On the day of the Final Draw for the 2010 FIFA World Cup South Africa™, the official ball for the competition has been unveiled. The adidas Jabulani, which means ‘to celebrate’ in isiZulu, is the 11th edition of adidas's FIFA World Cup balls.
The 11 colours that are present on the Jabulani pay tribute to both football and the country in which Africa’s first-ever FIFA World Cup will be held. They represent a colour for each team player, every official South African language and for each of the 11 South African communities that will welcome the world next year. The design celebrates two of the most important facets of the South African nation - diversity and harmony - as it is these principles that make it such a colourful and welcoming nation.
Grip 'n' groove
Jabulani ushers in some major advances in football technology. Running your hands over the ball, the first impression is the grip’n’groove texture, which allows for maximum control, stable flight and perfect grip under all conditions.
The grip ’n’ groove’s profile circles twist around round the entire ball in an optimal aerodynamic way and the integrated grooves provide unmatched flight characteristics, making this the most stable and most accurate adidas ball ever.
Minimal seam, more perfection
As opposed to the flat-paneled molding of previous adidas footballs, Jabulani comprises eight thermally bonded 3D panels that have been, for the first time ever, spherically molded to make this ball a perfectly round football that is more accurate than ever before.

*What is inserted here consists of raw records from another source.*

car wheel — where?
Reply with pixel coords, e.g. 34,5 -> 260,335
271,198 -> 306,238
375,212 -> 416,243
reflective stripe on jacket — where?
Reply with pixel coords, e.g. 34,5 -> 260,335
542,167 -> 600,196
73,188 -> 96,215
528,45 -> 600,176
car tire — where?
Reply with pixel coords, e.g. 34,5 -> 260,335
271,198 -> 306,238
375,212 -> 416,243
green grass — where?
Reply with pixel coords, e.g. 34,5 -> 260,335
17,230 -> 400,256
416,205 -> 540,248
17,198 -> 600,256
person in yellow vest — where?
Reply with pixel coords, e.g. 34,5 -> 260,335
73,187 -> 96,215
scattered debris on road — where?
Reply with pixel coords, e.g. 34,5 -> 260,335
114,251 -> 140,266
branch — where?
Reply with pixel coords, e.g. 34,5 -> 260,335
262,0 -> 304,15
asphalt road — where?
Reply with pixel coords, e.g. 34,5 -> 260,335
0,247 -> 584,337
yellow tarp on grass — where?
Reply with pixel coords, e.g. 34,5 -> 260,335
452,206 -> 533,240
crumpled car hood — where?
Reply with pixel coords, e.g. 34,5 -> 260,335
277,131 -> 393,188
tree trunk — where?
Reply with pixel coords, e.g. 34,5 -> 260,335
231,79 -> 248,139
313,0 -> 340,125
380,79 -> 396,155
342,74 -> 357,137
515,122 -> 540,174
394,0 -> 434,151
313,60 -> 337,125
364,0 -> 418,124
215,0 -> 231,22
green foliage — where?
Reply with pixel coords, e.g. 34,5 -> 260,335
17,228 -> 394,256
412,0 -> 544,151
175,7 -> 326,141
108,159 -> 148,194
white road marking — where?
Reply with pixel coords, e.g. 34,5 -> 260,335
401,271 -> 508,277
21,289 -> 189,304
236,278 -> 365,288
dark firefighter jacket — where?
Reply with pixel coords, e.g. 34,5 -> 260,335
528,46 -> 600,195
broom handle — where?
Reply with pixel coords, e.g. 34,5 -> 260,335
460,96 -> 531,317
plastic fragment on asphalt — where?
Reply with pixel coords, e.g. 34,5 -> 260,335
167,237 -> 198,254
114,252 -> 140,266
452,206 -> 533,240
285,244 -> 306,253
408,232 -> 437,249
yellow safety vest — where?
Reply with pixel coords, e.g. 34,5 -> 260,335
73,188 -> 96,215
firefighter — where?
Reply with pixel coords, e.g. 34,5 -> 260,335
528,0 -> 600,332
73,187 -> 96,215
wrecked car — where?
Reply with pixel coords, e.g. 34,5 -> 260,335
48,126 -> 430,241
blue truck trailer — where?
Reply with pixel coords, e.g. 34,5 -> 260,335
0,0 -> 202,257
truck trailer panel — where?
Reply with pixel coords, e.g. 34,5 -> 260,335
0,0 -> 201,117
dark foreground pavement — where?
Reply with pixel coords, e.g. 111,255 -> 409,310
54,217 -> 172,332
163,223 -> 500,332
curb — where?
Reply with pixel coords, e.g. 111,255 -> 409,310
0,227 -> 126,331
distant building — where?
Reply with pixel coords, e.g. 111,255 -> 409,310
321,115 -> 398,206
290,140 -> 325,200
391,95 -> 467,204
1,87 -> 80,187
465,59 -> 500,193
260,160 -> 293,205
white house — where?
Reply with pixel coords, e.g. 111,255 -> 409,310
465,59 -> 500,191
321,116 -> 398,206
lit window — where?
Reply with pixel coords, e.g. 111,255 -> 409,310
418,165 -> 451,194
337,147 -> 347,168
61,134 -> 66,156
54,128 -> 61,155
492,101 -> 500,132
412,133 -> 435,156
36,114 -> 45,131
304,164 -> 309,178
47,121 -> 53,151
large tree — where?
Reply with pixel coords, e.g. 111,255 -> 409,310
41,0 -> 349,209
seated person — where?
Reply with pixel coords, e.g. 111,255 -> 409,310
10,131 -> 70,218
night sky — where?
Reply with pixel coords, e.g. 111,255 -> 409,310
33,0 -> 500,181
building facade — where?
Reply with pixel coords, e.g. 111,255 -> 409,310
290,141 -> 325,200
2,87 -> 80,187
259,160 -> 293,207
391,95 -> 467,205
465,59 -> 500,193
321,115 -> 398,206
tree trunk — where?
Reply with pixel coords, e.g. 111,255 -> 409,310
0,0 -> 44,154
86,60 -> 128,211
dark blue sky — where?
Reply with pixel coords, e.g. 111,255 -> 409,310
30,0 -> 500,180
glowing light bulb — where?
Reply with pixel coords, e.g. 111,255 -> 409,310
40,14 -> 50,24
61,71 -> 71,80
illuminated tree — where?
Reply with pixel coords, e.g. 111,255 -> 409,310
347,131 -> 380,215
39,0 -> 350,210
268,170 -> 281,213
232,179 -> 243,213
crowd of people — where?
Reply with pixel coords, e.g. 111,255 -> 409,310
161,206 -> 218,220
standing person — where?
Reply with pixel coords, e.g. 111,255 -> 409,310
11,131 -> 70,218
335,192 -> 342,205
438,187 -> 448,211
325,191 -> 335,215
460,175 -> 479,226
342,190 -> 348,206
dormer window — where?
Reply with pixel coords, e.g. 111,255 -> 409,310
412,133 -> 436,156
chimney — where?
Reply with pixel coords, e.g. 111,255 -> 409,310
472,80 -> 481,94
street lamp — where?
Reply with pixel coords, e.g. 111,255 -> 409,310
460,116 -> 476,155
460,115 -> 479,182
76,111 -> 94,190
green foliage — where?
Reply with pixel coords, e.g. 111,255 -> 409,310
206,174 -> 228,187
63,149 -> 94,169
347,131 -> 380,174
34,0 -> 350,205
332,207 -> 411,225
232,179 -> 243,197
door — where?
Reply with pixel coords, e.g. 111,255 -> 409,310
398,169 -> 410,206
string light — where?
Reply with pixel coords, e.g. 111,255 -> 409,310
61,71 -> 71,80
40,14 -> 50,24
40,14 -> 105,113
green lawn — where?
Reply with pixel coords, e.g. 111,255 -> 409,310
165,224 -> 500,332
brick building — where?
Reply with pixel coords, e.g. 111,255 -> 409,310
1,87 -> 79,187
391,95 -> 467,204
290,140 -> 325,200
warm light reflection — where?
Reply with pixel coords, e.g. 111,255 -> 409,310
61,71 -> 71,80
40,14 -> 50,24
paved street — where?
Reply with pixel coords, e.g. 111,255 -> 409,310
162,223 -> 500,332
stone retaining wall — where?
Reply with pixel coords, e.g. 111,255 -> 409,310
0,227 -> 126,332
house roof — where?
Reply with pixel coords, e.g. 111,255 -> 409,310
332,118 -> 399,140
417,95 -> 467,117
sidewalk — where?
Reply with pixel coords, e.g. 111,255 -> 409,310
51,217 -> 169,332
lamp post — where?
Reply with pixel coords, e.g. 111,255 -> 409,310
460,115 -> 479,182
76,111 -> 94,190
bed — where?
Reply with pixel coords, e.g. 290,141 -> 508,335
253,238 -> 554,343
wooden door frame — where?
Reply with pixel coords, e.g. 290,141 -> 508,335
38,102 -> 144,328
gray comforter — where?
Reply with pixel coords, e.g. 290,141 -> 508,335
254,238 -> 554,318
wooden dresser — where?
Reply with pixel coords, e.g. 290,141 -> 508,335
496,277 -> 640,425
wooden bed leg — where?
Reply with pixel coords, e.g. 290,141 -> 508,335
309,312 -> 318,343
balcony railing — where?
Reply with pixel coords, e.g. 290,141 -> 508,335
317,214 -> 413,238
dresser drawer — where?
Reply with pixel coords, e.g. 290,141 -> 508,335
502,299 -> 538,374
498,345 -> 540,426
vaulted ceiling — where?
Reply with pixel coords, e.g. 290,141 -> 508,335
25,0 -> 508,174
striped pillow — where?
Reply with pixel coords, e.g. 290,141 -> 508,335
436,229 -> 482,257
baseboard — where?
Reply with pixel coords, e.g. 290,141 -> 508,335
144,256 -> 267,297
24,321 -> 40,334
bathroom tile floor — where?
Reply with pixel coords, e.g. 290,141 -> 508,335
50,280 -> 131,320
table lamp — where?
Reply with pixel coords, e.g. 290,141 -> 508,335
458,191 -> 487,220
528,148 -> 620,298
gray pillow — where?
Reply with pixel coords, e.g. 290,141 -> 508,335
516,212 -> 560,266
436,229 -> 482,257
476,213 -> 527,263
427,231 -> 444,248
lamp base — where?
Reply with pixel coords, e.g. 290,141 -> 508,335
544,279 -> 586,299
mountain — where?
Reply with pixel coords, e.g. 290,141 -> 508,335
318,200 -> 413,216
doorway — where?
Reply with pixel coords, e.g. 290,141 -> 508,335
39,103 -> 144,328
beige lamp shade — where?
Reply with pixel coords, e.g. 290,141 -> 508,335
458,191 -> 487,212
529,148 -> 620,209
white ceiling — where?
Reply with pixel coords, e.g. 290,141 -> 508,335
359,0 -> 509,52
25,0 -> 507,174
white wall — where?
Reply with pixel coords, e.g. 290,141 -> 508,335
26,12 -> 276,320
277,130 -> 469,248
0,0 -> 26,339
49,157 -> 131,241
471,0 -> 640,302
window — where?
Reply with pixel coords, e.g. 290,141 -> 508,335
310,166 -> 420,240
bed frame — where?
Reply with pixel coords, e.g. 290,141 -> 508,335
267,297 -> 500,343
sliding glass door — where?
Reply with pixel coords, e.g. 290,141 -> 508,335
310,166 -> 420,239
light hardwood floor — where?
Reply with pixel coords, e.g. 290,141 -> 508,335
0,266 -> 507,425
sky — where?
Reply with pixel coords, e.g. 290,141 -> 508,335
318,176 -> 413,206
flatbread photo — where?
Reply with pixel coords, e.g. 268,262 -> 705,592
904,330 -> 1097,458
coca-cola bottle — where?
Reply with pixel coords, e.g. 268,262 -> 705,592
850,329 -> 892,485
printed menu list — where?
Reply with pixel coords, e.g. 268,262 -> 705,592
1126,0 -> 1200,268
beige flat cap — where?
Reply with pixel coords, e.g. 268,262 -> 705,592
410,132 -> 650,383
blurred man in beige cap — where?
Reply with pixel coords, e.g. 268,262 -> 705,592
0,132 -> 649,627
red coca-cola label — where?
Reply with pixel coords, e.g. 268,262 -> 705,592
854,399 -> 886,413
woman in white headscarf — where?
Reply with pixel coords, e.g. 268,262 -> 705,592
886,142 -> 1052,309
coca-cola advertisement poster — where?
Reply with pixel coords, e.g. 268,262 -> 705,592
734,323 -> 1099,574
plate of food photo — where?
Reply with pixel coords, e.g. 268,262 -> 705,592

"According to the rigorous FIFA specification range for footballs, we have created a ball that is small and heavy allowing for maximum accuracy, perfect grip and exceptionally stable flight," said Thomas Van Schaik, the adidas Head of Global Public Relations.
A number of the world’s best players have echoed Thomas’s sentiment. Frank Lampard remarked: “It's a very strong ball, true to hit.” While on the receiving end of one of Lampard’s strikes goalkeeper Petr Cech said “You can feel the energy coming towards you, like a shot.”
From as far back as the Telstar used at Mexico 1970, the first ever adidas FIFA World Cup ball, adidas have been dedicated to propelling football technology into the future, always innovating and never settling for the ordinary.
The distinct 32 white and black leather panels that comprised the Telstar made it the roundest ball of its time. Meanwhile the Tango used at Argentina 1978 was so futuristic that it formed the blueprint for the next five FIFA World Cup footballs. The 2002 and 2006 editions of the FIFA World Cup ushered in football revolutions in their own right, showing adidas’ ability to keep ahead of the game, in a world in which technology is changing faster than ever before.
From that first 32 white and black paneled Telstar to the eight-paneled synthetic masterpiece that is ‘Jabulani’, adidas have maintained a standard is line with their core value “impossible is nothing.”